Agar pembahasan pada makalah ini fokus dan
sistematis maka penulis akan merumuskan masalah. Rumusan Masalah makalah ini
adalah sebagai berikut:
1. Bagaimana kondisi
sosio kultur Jazirah Arab Pra Islam?
2. Bagaimana Kehidupan
Suku Quraisy di Arab pada masa Pra Islam?
PEMBAHASAN
A. Asal Usul Bangsa Arab Pra Islam
Bangsa Arab adalah ras Semit yang tinggal di sekitar jazirah Arabia. Bangsa Arab purbakala adalah masyarakat terpencil sehingga sulit dilacak riwayatnya.[6]
Sedangkan bangsa arab termasuk dalam keturunan ras bangsa Caucasoid.[7]
Bangsa arab terbagi atas dua kelombok besar, yaitu:
1. Arab Baidah
Arab Baidah ialah bangsa Arab
yang sudah tidak ada lagi, di antaranya telah tercatat dalam kita agama samawi
dan syair-syair arab seperti kaum Tsamud, Ad, Jadis, dan Thasm. Rata-rata
kehidupan peradaban mereka maju dalam bidang pertanian, peternakan, dan
kerajinan. Hal tersebut karena letaknya yang strategis diantar jalur perniagaan
internasional saat itu, maka banyak penduduknya menjadi saudagar ulung.[8]
2. Arab Baqiah (mereka ini masih ada) terbagi pada dua kelompok:
Keturunan Baqiah masih ada sampai
sekarang, mereka terbagi dalam dua kelompok diantarnya adalah Arab Aribah yaitu kelompok yang bernenek moyang
bangsa Qathan di Yaman. Kedua Arab Musta'ribah yang Kebanyakan dari penduduk Arabia yang
mendiami bagian tengah Jazirah Arabia dari Hejaz sampai ke Syam. Kelompok Arab
Musta'arabah inilah yang mendiami Mekkah tinggal bersama Nabi Ibrahim hingga terjadi percampuran (Perkawinan) yang kemudian melahirkan
suku Arab termasuk suku Quraisy, yang tumbuh dari induk suku Adnan.[9]

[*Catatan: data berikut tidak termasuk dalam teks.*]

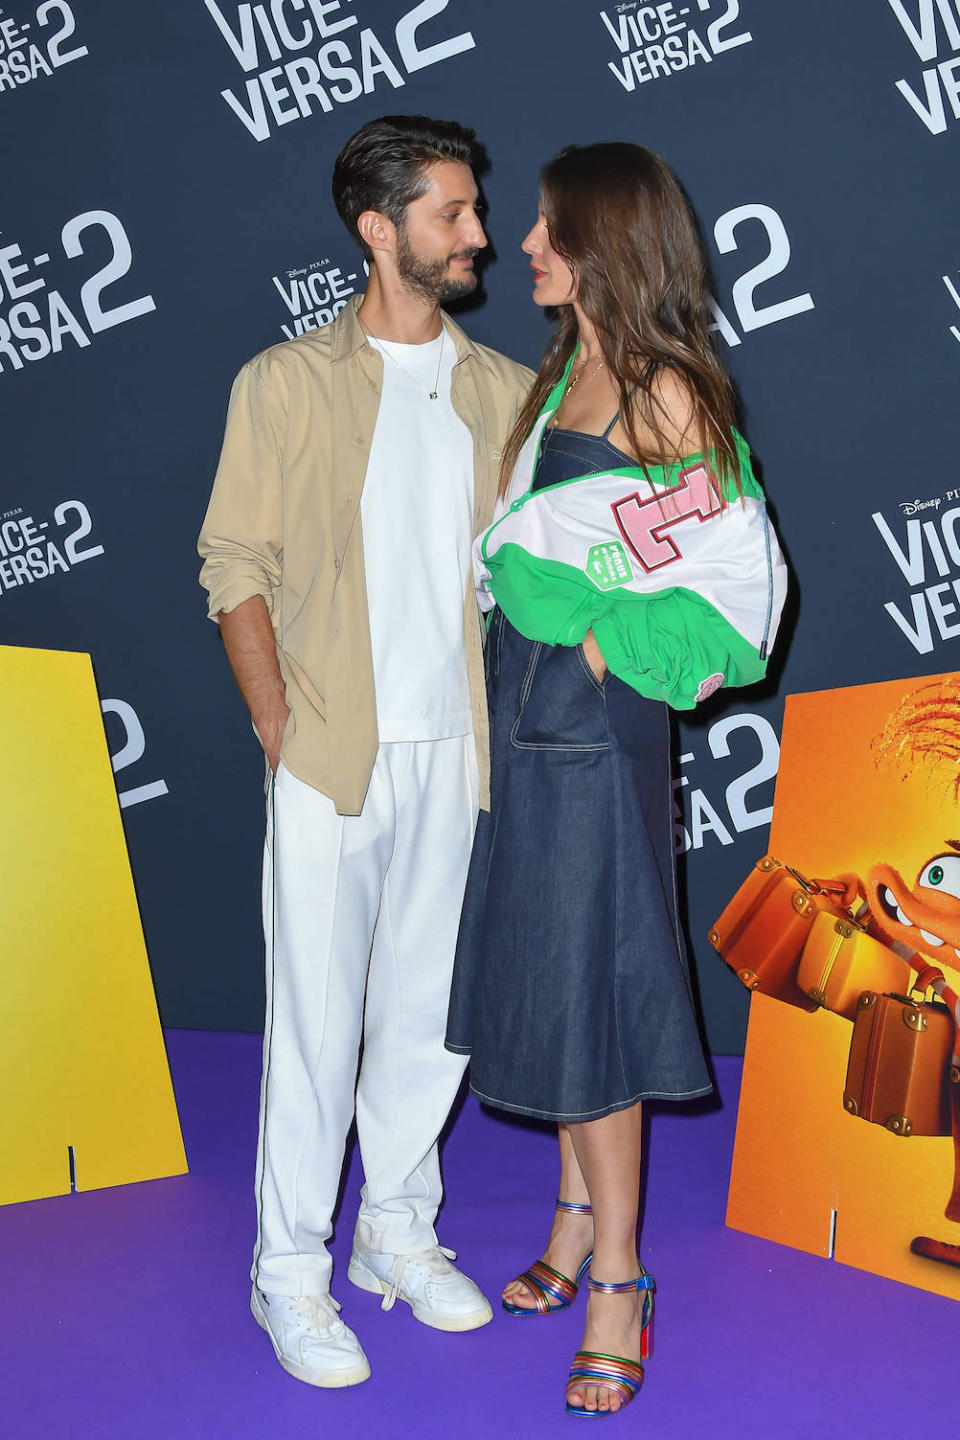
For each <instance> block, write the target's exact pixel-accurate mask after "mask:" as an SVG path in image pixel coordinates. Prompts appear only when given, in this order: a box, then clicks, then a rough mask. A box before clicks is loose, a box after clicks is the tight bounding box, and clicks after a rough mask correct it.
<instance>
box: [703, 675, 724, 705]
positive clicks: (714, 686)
mask: <svg viewBox="0 0 960 1440" xmlns="http://www.w3.org/2000/svg"><path fill="white" fill-rule="evenodd" d="M725 678H727V677H725V675H721V674H720V671H717V674H715V675H707V680H701V683H699V685H698V688H697V704H699V701H701V700H705V698H707V696H712V694H715V693H717V691H718V690H720V687H721V685H723V684H724V680H725Z"/></svg>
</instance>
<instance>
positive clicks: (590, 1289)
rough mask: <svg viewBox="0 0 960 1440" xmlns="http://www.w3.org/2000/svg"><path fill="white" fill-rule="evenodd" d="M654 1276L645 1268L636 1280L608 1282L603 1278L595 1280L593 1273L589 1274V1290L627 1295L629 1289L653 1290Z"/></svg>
mask: <svg viewBox="0 0 960 1440" xmlns="http://www.w3.org/2000/svg"><path fill="white" fill-rule="evenodd" d="M652 1289H653V1276H652V1274H648V1273H646V1270H643V1272H642V1273H640V1274H639V1276H638V1277H636V1280H620V1282H615V1283H610V1284H607V1283H606V1282H603V1280H594V1279H593V1276H592V1274H589V1276H587V1290H597V1292H599V1293H600V1295H626V1293H628V1292H629V1290H652Z"/></svg>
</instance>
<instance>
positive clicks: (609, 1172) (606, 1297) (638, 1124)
mask: <svg viewBox="0 0 960 1440" xmlns="http://www.w3.org/2000/svg"><path fill="white" fill-rule="evenodd" d="M640 1115H642V1107H640V1106H639V1104H633V1106H630V1107H629V1109H628V1110H616V1112H615V1113H613V1115H604V1116H603V1119H600V1120H587V1122H584V1123H581V1125H571V1126H570V1128H569V1133H570V1142H571V1146H573V1151H574V1155H576V1159H577V1164H579V1168H580V1174H581V1176H583V1181H584V1184H586V1189H587V1194H589V1197H590V1205H592V1208H593V1263H592V1264H590V1274H592V1276H593V1279H594V1280H602V1282H604V1283H607V1284H615V1283H619V1282H622V1280H632V1279H635V1277H636V1276H638V1274H639V1273H640V1272H639V1266H638V1261H636V1215H638V1205H639V1192H640ZM638 1302H639V1297H638V1293H636V1292H626V1293H625V1295H603V1293H596V1292H589V1293H587V1322H586V1329H584V1332H583V1349H586V1351H599V1352H600V1354H603V1355H619V1356H622V1358H623V1359H635V1361H639V1359H640V1336H642V1326H640V1305H639V1303H638ZM567 1398H569V1400H570V1401H571V1403H573V1404H574V1405H580V1407H583V1408H584V1410H619V1408H620V1398H619V1395H616V1394H615V1392H613V1391H610V1390H607V1388H606V1387H604V1385H596V1384H587V1382H586V1381H573V1382H571V1384H570V1388H569V1390H567Z"/></svg>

Sejarah Arab erat kaitannya dengan
Ka’bah. Sejarah Ka’bah di Makkah dimulai dengan kedatangan Ibrahim beserta
istri dan anaknya Ismail yang masih bayi. Ismail yang memiliki Mu’jizat
dan kemuliaan telah mendapat penghormatan besar, dan segenap orang dipenjuru
Jazirah Arab berdatangan ke sana. Oleh karena itu Ibrahim bersama putranya
Ismai membangun[10]
Ka’bah. Pembangunan ini dilakukan agar Ka’bah bisa dijadikan tempat mngerjakan
Syi’ar Agama Ibrahim. Maka setelah itu diserulah umat manusia oleh Ibrahim
untuk mengerjakan haji.[11]
Semenjak itu berdatanganlah manusia dari segenap penjuru dari berbagai macam
negeri ke Makkah[12]
untuk mengerjakan ibadah Haji.[13]
Menurut
Mukhtar Yahya sejarah kedatangan Khuza’ah ke Makkah secara besar-besaran adalah
ketika orang-orang arab Yaman yang berasal dari kota Ma’arib hendak merantau di
wilayah lain. Di tengah perjalanan sampailah mereka di pinggiran kota Makkah.

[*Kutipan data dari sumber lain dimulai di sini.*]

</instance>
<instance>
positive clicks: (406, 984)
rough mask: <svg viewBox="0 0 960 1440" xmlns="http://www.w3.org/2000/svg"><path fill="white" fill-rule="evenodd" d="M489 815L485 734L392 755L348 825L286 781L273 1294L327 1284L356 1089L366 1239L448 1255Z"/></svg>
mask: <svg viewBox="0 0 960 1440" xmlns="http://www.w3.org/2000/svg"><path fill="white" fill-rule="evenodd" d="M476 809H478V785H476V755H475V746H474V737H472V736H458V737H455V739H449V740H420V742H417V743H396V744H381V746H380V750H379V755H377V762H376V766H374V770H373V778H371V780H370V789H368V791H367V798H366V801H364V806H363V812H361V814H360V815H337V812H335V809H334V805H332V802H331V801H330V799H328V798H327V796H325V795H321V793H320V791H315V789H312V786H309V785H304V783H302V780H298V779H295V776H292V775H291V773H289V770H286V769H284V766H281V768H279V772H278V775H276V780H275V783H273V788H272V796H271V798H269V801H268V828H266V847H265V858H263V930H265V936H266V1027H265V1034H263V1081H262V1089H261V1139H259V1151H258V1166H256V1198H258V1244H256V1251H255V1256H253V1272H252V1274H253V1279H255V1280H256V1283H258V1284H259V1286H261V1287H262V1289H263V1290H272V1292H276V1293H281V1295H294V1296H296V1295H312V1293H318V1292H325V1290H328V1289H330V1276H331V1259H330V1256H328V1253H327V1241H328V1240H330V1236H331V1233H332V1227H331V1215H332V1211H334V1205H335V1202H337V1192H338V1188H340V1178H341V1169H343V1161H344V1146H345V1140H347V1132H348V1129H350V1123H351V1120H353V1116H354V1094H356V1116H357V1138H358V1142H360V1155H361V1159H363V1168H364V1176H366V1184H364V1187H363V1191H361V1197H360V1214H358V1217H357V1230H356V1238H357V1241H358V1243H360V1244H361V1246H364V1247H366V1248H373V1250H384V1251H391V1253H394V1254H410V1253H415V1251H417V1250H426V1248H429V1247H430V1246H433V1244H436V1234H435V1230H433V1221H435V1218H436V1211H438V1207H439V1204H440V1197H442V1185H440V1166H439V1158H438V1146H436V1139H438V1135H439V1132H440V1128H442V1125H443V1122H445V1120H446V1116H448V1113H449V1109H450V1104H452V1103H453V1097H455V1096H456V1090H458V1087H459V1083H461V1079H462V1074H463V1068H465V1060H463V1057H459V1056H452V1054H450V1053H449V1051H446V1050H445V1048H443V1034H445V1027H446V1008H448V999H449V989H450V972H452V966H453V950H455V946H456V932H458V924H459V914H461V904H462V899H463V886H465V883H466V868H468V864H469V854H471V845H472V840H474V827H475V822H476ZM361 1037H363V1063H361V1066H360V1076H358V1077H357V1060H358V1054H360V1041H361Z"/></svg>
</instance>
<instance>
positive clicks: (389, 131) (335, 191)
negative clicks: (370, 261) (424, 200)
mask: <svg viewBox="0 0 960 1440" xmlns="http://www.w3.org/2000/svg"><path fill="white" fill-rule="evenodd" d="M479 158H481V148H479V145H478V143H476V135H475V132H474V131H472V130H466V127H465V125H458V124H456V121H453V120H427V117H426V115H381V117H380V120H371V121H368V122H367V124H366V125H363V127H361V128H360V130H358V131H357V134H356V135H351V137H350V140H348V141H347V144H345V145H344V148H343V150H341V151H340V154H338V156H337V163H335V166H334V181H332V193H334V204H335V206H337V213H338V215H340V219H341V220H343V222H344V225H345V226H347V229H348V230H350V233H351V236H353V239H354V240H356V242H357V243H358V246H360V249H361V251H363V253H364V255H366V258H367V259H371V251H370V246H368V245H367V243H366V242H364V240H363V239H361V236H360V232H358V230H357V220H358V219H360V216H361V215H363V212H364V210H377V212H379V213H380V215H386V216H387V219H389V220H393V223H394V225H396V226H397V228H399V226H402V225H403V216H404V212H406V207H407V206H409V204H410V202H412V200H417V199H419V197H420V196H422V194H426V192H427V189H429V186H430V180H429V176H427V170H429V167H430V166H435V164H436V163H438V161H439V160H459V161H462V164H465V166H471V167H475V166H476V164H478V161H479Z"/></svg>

Orang Khuza’ah mengadakan negoisasi kepada penguasa Jurhum untuk tinggal
beberapa hari di wilayah Makkah guna istirahat sebelum melanjutkan perjalanan.
Namum konon orang-orang Jurhum mengusir secara kasar mereka, tentu hal tersebut
sangat menyakitkan hati bagi suku Khuza’ah. Akibatnya terjadilah peperangan di
antara kedua suku tersebut. Dalam peperangan tersebut Khuza’ah memperoleh
kemenangan.[14]
Seiringnya waktu maka Khuza’ah memegang dua kekuasaan yang sebelumnya dipegang
Jurhum, yaitu kekuasaan kenegaraan dan kekuasaan keagamaan.[15]
Peradaban
timur tengah dipengaruhi oleh bangsa yunani dan romawi.[16]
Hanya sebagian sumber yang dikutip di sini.